Multi-tasking is tempting for allied health students with a multitude of responsibilities- both in their academics and personal lives. However, research shows that it’s not so great for productivity and retaining information. To be the most efficient and effective in their work, students can prioritize tasks in a list, then focus their full attention on one thing at a time until the job is done.
Famous actors, sports stars, and CEOs have long touted the contributions of visualization to their success. Mindfulness exercises that involve visualizing a particular outcome can lessen feelings of self-doubt and fear. They also increase confidence and motivation. You can encourage your students to take a moment at the start of each day to see themselves achieving a personal goal. For example, they might imagine what it would look like and feel like to ace their next test, or finally finish that paper they’re procrastinating on.
Set them Up for Success
You can’t force your allied health students to participate in these practices outside of class, but you can make sure that the resources to do so are available to them at home. Consider including the quick and easy handout on 10 steps to mindfulness meditation (button below) in your syllabus to guide them through the basics of simple, stress-relieving meditation exercises on their own whenever they’re ready to try.

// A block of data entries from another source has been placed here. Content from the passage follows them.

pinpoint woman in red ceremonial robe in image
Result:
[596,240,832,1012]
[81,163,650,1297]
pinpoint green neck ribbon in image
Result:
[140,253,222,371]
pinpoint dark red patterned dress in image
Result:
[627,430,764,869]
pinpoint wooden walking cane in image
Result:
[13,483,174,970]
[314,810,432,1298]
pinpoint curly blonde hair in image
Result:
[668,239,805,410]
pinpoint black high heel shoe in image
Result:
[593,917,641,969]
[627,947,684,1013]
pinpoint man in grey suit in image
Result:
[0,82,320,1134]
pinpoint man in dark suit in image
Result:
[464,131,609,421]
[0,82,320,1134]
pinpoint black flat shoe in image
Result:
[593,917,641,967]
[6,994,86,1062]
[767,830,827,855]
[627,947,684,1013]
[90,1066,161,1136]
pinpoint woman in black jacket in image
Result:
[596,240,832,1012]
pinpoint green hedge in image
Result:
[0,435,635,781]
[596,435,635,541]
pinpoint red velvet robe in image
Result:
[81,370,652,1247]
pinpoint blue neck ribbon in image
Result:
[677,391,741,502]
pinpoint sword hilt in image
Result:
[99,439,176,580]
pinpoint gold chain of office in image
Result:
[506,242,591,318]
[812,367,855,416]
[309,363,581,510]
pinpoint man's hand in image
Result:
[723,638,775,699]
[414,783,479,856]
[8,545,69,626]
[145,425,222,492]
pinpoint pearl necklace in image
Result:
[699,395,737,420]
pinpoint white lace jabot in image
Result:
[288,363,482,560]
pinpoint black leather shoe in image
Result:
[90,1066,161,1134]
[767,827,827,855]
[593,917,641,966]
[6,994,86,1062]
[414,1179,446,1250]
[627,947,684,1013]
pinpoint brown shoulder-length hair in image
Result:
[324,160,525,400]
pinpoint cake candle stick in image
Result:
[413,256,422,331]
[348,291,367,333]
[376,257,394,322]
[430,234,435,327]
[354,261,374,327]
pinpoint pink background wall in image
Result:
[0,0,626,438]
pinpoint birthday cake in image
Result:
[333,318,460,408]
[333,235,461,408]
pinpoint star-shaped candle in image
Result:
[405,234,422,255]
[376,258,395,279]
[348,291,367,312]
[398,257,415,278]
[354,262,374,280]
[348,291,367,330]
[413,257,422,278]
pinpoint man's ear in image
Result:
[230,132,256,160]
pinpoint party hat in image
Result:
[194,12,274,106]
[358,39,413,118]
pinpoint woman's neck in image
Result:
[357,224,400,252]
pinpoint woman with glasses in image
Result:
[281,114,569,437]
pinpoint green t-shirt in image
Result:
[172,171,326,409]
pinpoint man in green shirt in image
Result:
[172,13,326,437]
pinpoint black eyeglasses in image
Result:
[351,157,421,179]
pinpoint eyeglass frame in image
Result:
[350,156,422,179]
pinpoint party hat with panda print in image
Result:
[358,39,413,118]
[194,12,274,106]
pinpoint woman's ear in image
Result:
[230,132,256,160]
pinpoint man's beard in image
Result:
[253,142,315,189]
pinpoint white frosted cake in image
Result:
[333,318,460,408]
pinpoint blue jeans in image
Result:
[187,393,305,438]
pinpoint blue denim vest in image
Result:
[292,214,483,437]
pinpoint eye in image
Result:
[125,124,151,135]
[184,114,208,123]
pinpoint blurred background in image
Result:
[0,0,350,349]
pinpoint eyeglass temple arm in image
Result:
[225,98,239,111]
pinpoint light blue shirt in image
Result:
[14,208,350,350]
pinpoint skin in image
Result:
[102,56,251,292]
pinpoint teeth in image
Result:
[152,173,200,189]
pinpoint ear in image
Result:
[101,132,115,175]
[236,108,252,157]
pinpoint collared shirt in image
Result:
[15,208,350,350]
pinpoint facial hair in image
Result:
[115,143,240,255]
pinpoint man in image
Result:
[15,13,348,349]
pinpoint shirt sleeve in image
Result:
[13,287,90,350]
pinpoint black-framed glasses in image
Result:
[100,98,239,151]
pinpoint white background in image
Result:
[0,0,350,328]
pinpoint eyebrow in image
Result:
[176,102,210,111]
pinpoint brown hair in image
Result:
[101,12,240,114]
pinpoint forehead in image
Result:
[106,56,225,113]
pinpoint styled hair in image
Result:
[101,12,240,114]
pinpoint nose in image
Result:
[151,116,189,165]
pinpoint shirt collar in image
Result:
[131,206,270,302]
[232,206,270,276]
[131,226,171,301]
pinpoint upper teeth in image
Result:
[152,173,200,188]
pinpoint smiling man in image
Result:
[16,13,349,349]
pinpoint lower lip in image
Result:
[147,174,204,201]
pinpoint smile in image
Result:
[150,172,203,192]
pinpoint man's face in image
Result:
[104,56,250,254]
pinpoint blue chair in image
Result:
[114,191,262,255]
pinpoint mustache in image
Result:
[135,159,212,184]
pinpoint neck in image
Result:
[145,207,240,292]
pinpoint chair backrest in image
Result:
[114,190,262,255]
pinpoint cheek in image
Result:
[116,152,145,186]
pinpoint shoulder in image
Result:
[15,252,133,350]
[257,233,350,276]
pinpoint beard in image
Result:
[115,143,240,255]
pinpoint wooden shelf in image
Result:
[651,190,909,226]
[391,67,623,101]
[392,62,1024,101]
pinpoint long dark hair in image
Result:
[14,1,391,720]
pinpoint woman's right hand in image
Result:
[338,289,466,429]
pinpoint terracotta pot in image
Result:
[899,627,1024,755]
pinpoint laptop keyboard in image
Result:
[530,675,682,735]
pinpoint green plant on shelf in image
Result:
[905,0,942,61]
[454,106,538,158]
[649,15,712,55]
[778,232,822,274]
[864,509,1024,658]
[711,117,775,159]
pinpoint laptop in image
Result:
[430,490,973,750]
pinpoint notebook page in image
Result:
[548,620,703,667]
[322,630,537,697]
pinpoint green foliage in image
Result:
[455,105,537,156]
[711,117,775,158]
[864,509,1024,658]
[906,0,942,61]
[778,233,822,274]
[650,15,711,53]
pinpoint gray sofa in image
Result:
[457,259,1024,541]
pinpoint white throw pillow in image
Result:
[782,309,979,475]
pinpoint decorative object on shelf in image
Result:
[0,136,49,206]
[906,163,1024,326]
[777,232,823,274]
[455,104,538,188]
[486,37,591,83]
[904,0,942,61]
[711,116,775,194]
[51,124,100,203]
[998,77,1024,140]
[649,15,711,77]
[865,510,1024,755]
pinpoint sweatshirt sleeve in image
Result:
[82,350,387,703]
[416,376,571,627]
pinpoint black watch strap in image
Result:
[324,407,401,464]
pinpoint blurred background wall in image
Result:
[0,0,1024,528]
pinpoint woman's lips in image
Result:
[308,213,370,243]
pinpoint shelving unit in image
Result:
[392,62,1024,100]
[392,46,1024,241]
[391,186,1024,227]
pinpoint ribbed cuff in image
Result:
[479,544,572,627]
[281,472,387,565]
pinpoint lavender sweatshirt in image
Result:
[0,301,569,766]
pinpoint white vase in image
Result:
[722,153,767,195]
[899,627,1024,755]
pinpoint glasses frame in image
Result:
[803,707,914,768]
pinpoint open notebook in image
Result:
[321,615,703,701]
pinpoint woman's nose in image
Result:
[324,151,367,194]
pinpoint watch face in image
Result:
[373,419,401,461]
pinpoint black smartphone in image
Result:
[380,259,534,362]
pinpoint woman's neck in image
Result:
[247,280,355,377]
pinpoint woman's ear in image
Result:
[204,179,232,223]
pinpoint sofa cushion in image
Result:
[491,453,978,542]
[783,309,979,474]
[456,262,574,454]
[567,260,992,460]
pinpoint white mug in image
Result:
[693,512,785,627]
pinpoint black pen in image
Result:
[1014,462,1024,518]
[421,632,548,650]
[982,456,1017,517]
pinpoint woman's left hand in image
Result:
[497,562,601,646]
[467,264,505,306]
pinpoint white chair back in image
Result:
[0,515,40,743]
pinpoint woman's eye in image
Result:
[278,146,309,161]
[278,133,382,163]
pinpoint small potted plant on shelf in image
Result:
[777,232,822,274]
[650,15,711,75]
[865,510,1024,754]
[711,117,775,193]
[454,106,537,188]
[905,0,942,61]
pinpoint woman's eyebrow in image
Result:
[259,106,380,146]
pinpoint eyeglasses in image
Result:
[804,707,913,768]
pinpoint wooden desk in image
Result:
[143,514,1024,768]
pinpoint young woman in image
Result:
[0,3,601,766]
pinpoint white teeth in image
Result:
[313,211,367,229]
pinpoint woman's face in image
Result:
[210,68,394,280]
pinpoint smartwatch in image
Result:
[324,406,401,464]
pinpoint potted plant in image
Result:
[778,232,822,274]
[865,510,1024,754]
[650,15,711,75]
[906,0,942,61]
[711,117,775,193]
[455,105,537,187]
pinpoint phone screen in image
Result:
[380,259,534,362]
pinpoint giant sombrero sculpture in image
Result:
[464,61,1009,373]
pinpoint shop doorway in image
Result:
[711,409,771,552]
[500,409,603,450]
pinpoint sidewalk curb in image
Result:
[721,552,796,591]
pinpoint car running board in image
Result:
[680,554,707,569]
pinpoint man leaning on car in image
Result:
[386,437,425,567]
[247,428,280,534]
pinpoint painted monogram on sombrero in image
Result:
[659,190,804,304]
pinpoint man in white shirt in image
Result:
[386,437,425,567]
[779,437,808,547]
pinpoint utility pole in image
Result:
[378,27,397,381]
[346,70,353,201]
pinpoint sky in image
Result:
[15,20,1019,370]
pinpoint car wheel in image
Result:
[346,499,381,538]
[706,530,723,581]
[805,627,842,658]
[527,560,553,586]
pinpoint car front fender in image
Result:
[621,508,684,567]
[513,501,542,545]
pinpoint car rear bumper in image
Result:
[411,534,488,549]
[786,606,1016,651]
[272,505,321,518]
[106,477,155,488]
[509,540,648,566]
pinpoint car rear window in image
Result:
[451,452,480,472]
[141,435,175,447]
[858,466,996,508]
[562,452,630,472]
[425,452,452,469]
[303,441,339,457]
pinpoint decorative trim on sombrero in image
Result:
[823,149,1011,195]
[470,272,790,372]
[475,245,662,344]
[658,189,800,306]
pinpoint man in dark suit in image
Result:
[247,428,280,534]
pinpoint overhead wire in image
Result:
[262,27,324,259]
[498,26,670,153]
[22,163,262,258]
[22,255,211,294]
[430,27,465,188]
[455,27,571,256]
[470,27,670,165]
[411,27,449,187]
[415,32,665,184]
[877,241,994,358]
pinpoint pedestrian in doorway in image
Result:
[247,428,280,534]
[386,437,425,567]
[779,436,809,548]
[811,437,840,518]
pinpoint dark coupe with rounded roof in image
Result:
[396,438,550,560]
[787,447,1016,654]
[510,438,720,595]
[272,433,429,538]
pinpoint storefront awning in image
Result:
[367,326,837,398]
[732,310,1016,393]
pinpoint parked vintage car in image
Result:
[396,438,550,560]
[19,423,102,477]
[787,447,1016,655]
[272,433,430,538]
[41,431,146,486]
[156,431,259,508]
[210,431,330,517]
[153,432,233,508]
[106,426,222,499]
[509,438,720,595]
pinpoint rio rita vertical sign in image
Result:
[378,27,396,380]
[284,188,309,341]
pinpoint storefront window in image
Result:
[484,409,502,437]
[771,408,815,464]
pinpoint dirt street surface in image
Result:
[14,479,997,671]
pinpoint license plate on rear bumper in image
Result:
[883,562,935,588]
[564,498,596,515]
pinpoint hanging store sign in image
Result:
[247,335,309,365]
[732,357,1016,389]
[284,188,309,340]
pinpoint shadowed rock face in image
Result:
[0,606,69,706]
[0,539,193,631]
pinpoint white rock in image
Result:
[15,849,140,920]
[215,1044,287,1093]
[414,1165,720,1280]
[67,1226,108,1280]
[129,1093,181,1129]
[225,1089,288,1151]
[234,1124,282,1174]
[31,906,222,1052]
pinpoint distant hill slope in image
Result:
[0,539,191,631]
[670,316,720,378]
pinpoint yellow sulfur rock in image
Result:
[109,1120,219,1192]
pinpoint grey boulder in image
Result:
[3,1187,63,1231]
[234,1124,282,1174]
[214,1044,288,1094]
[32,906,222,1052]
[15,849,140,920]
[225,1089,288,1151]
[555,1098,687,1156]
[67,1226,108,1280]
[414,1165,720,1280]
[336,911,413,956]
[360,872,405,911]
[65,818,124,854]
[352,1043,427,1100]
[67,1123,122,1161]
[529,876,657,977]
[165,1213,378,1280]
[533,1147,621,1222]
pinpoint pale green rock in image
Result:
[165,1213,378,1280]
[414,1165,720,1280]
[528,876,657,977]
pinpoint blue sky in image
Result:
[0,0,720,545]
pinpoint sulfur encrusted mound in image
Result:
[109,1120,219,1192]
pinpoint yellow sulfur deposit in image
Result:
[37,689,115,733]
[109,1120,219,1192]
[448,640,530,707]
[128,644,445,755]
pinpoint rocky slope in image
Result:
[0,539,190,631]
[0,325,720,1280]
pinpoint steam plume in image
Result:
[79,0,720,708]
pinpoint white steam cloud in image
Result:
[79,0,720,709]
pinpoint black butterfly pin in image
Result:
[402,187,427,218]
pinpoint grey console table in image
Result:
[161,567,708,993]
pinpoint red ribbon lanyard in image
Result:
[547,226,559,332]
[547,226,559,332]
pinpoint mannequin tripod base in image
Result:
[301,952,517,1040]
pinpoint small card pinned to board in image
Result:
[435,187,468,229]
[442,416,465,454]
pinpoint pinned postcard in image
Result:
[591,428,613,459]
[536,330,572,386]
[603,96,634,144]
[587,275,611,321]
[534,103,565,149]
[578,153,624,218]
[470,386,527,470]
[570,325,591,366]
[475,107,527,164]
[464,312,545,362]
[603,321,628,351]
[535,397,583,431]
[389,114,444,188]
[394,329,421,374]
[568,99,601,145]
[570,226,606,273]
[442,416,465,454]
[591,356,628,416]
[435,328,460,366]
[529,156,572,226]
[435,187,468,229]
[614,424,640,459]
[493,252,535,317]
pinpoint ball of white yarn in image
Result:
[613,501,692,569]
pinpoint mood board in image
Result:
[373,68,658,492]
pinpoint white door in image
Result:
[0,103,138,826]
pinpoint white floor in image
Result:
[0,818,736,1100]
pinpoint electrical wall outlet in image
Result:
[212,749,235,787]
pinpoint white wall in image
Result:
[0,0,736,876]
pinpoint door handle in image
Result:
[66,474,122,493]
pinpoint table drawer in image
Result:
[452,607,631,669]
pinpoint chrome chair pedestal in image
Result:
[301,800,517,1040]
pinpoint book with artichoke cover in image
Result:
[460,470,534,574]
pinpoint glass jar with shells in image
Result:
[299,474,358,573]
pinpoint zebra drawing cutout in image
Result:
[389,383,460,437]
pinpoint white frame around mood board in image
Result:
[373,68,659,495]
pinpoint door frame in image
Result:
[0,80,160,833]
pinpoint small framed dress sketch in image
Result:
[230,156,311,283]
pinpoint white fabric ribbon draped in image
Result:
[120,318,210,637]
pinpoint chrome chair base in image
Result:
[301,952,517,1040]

As an allied health educator, you strive to see your students succeed both inside and outside of the academic setting. We hope that taking these simple steps to make mindfulness and meditation accessible to your students will be a stress reliever for you, as much as it is to them. By incorporating genuine concern for students’ mental health into your curriculum in this way, you can rest assured that you’re supporting their personal and career success during the COVID-19 pandemic and beyond.